Historia dawnej gwiazdy TVP szokuje. Były mąż... nasłał na nią gangsterów. Naprawdę to o nim wyznali
Bogumiła Wander dała się zapamiętać przez lata jako jedna z najbardziej lubianych prowadzących "Wiadomości" TVP w historii. Gdy świeciła jednak swoje sukcesy zawodowe, w jej życiu prywatnym nie działo się tak dobrze. Dziennikarka podjęła próbę wyzwolenia się z nieudanego małżeństwa i wtedy miał spotkać ją istny horror.
Dziś nie jest już żadną tajemnicą, że Bogumiła Wander nie pamięta swojej przeszłości, co jest efektem choroby Alzheimera. Wcześniej na to samo schorzenie zapadli też jej mama i ukochany brat, więc z pewnością ma podłoże genetyczne. Obecnie Wander przebywa w specjalistycznej klinice i nie ma już nadziei na jej powrót do domu. Najnowsze wieści na temat byłej prezenterki "Wiadomości TVP" przekazuje obecnie jej trzeci mąż Krzysztof Baranowski.

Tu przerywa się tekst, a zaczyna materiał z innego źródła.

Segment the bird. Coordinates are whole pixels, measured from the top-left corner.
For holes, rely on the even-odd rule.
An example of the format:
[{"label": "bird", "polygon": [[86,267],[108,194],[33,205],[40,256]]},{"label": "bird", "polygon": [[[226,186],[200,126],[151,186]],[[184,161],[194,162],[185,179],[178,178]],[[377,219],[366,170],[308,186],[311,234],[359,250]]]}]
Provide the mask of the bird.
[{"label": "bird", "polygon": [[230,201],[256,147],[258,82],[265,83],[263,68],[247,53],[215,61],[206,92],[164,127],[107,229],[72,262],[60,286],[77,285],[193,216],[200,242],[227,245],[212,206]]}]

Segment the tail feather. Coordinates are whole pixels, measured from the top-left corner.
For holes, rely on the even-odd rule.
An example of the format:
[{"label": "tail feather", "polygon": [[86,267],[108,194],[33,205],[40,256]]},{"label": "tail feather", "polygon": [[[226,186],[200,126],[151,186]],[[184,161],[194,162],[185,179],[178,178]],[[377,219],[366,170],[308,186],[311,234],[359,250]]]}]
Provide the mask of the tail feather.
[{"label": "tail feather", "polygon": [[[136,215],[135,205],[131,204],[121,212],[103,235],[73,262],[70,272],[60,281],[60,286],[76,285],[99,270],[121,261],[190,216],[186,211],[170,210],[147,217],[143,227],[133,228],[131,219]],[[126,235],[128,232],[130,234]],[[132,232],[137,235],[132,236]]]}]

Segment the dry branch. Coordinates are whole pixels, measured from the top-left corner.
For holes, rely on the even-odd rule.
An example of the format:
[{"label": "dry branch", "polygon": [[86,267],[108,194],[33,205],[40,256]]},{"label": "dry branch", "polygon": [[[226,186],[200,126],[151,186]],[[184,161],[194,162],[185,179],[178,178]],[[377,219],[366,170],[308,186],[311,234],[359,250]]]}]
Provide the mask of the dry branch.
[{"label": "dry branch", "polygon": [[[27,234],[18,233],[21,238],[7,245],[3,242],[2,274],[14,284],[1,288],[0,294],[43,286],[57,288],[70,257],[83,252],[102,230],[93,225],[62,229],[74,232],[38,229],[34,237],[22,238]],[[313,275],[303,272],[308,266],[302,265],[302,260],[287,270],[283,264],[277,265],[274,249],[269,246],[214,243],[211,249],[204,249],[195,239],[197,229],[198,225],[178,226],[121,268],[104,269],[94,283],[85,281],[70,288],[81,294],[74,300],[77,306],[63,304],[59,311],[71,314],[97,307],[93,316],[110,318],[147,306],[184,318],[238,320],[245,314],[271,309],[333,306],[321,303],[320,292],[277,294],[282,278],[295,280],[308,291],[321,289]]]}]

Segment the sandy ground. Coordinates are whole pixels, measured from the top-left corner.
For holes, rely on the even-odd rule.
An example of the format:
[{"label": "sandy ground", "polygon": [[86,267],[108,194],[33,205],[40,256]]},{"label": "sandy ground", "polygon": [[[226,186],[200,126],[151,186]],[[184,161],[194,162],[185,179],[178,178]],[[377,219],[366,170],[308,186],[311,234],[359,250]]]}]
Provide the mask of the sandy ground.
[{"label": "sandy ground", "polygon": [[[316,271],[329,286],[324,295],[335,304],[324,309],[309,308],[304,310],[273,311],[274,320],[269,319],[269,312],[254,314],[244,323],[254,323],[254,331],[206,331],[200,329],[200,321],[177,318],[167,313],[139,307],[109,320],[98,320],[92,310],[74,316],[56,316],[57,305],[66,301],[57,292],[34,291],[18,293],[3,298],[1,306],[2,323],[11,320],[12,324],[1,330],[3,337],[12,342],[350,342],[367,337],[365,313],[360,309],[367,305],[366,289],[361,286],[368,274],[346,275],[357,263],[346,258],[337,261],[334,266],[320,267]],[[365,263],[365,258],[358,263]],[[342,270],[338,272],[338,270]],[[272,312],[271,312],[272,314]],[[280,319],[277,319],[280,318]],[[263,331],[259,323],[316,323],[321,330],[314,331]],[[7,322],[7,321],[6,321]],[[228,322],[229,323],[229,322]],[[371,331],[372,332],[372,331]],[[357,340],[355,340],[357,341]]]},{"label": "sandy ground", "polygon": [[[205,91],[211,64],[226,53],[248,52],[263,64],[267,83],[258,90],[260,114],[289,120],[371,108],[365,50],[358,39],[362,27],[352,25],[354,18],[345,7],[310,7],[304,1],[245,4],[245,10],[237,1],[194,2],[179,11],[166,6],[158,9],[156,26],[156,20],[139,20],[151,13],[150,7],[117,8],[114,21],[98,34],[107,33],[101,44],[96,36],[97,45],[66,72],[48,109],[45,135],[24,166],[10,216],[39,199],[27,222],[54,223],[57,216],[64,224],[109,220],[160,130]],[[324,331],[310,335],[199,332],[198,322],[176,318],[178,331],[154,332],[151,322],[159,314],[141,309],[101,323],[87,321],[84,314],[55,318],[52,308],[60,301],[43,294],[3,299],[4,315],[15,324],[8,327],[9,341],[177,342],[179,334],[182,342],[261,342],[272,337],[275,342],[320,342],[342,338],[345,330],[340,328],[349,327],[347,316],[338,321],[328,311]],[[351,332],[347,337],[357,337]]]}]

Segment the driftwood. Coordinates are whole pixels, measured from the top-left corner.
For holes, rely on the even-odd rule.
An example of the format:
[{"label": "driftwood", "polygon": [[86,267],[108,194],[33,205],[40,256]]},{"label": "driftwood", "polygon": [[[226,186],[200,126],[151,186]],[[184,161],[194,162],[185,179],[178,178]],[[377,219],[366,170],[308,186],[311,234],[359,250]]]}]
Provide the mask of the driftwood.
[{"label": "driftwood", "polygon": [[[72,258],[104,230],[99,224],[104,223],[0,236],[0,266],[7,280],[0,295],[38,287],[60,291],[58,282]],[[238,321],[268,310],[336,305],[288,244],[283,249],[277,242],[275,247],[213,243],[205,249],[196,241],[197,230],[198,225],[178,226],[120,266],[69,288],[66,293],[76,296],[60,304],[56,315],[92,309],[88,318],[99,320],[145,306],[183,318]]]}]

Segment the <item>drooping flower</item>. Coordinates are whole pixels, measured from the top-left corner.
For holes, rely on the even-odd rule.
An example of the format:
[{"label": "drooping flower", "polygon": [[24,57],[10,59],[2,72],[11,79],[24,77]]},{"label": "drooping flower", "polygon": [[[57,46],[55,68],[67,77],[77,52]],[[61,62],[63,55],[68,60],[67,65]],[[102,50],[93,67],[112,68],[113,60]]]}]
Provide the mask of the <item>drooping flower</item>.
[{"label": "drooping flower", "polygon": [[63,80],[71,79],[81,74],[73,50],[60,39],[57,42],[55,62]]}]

Mężczyzna nie ukrywa, że utrzymanie Wander w ośrodku wiąże się ze sporymi kosztami, ale mimo to robi wszystko, by ukochana znajdowała się jak najlepszą opieką. Trudno się temu zresztą dziwić, bo historia ich miłości cieszy się opinią jednej z najbardziej poruszających. Nawet okoliczności, w jakich się poznali były dramatyczne. A to wszystko za sprawą byłego męża dziennikarki.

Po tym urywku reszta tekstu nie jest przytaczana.